Di sisi lain, Anjas Tahir membawa semangat perubahan, namun harus mampu menerjemahkan gagasan tersebut dalam desain organisasi yang konkret dan implementatif.
Di sinilah letak ironi sekaligus kritik utama: kontestasi berjalan begitu dinamis, tetapi belum sepenuhnya menyentuh akar persoalan organisasi. Perubahan masih berhenti pada level narasi, belum menjelma menjadi sistem.

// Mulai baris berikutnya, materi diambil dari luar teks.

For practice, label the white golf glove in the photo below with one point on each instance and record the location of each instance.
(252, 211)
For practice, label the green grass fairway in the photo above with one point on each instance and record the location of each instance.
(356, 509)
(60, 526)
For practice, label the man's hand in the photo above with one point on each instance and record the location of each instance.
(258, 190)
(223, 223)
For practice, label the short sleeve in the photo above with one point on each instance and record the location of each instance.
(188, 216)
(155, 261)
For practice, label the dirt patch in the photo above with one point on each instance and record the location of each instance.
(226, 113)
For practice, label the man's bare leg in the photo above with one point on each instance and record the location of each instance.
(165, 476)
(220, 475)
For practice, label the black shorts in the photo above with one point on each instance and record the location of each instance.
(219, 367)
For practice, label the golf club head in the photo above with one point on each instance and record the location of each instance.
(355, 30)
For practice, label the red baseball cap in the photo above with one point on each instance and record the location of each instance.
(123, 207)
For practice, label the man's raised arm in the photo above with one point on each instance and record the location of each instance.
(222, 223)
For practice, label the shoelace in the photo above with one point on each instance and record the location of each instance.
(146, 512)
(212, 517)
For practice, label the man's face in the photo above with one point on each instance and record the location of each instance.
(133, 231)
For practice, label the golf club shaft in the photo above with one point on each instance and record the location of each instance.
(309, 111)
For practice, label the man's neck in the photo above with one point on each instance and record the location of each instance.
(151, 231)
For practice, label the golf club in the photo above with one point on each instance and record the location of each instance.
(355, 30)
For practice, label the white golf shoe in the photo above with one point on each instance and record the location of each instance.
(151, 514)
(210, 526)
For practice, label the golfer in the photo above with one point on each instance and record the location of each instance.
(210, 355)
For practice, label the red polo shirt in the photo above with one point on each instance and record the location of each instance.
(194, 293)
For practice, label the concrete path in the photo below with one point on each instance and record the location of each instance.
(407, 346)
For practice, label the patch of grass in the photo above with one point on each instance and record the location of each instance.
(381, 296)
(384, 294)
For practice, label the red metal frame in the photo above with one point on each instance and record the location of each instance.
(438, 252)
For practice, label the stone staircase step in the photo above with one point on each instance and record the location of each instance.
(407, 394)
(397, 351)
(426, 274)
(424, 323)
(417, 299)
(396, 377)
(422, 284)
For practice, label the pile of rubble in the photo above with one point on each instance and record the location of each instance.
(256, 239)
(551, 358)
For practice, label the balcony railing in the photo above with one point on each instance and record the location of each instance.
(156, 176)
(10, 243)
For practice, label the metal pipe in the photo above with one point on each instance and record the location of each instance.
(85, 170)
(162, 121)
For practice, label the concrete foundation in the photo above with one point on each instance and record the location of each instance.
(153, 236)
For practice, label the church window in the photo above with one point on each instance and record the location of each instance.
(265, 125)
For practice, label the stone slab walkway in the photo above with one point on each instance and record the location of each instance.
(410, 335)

Padahal, Musda seharusnya menjadi momentum untuk melakukan reposisi arah partai dari politik figur menuju politik gagasan, dari patronase menuju meritokrasi, serta dari pragmatisme menuju visi strategis jangka panjang.
Jika kondisi ini terus berlanjut, maka Musda hanya akan menjadi panggung kompetisi yang berulang. Riuh dalam perebutan kekuasaan, tetapi sunyi dalam transformasi. Sebuah dinamika yang tampak hidup, namun sesungguhnya berjalan di tempat.
Sebagai penutup, saya mengkritisi fenomena ini bukan untuk menjatuhkan siapa pun, melainkan sebagai bentuk tanggung jawab intelektual sekaligus upaya memberikan pemahaman kepada publik bahwa partai politik yang sehat harus bertumpu pada sistem yang kuat, bukan sekadar figur yang dominan.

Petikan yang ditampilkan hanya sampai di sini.